Machine Learning Approaches to the Shafarevich-Tate Group of Elliptic Curves

TL;DR

This paper applies machine learning models, including neural networks, to predict the order of the Shafarevich-Tate group of elliptic curves, achieving high accuracy and providing new insights into this complex mathematical object.

Contribution

It introduces a neural network classifier and regression model for predicting Shafarevich-Tate group orders, surpassing previous models in accuracy and enabling predictions on unseen data.

Findings

Neural network classifier achieves over 90% accuracy.

Regression model successfully predicts unseen group orders.

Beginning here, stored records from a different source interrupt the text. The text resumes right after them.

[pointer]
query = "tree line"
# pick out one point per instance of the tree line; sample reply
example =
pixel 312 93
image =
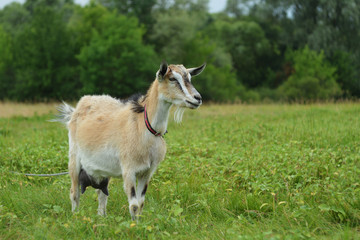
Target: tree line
pixel 255 49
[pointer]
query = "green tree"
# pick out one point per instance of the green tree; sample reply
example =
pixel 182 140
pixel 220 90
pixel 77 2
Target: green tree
pixel 6 68
pixel 313 77
pixel 14 18
pixel 43 58
pixel 116 61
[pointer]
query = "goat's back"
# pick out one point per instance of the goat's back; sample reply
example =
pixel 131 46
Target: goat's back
pixel 99 121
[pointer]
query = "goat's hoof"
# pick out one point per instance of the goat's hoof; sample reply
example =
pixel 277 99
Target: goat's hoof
pixel 134 211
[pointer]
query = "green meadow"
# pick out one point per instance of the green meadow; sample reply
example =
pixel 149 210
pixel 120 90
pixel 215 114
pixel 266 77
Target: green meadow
pixel 231 172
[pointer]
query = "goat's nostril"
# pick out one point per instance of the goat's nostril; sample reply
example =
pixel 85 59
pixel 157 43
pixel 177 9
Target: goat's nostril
pixel 198 97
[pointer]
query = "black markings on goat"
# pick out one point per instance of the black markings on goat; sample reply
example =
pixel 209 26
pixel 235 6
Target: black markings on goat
pixel 86 180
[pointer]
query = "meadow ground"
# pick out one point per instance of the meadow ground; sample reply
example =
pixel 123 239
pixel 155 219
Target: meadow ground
pixel 231 172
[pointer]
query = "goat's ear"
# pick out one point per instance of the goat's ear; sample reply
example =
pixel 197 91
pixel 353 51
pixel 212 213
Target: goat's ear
pixel 162 71
pixel 196 71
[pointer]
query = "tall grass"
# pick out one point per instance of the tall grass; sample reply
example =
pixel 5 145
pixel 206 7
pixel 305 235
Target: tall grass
pixel 231 172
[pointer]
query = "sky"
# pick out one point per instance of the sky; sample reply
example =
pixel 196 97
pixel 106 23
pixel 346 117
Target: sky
pixel 214 5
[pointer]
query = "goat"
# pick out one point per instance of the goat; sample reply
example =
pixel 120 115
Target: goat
pixel 114 138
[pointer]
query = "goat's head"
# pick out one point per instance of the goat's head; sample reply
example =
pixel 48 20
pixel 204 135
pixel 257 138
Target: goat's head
pixel 175 85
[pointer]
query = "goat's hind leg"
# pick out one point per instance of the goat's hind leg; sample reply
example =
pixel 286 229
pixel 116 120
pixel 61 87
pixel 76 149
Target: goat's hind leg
pixel 143 182
pixel 74 190
pixel 102 198
pixel 130 190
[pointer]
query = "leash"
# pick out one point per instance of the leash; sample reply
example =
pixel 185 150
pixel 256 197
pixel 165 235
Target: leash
pixel 41 175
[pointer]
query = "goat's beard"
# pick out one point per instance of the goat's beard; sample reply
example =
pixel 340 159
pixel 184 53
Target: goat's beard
pixel 178 114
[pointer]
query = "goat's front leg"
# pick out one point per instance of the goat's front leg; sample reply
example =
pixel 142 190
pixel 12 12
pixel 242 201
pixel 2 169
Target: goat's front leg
pixel 130 186
pixel 143 183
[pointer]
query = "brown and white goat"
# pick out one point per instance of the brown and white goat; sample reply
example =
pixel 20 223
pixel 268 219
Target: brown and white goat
pixel 113 138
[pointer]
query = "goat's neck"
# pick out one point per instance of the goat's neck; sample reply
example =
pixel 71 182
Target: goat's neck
pixel 157 109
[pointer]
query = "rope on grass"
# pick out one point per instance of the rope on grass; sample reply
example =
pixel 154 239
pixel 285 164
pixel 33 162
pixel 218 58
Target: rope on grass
pixel 41 175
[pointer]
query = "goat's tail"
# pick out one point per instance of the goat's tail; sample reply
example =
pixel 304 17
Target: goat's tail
pixel 65 113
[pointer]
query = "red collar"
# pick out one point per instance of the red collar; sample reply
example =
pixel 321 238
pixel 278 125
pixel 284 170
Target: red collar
pixel 148 125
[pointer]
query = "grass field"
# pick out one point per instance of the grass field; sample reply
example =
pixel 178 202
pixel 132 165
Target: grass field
pixel 231 172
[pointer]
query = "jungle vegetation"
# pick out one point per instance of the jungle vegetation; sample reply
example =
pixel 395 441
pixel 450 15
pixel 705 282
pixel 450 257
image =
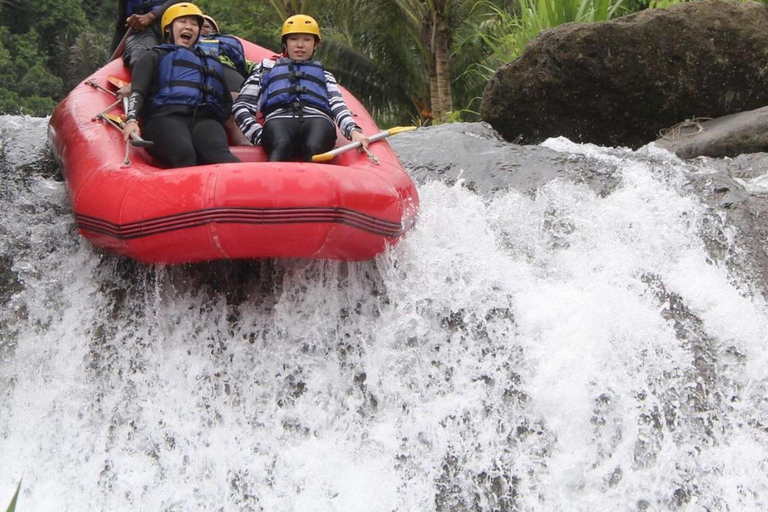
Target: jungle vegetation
pixel 408 61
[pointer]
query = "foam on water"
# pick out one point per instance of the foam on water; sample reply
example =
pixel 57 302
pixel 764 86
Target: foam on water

Applied models to a high-rank elliptic curve from recent discoveries.

Abstract

We train machine learning models to predict the order of the Shafarevich-Tate group of an elliptic curve over $\mathbb{Q}$. Building on earlier work of He, Lee, and Oliver, we show that a feed-forward neural network classifier trained on subsets of the invariants arising in the Birch--Swinnerton-Dyer conjectural formula yields higher accuracies ($> 0.9$) than any model previously studied. In addition, we develop a regression model that may be used to predict orders of this group not seen during training and apply this to the elliptic curve of rank 29 recently discovered by Elkies and Klagsbrun. Finally we conduct some exploratory data analyses and visualizations on our dataset. We use the elliptic curve dataset from the L-functions and modular forms database (LMFDB).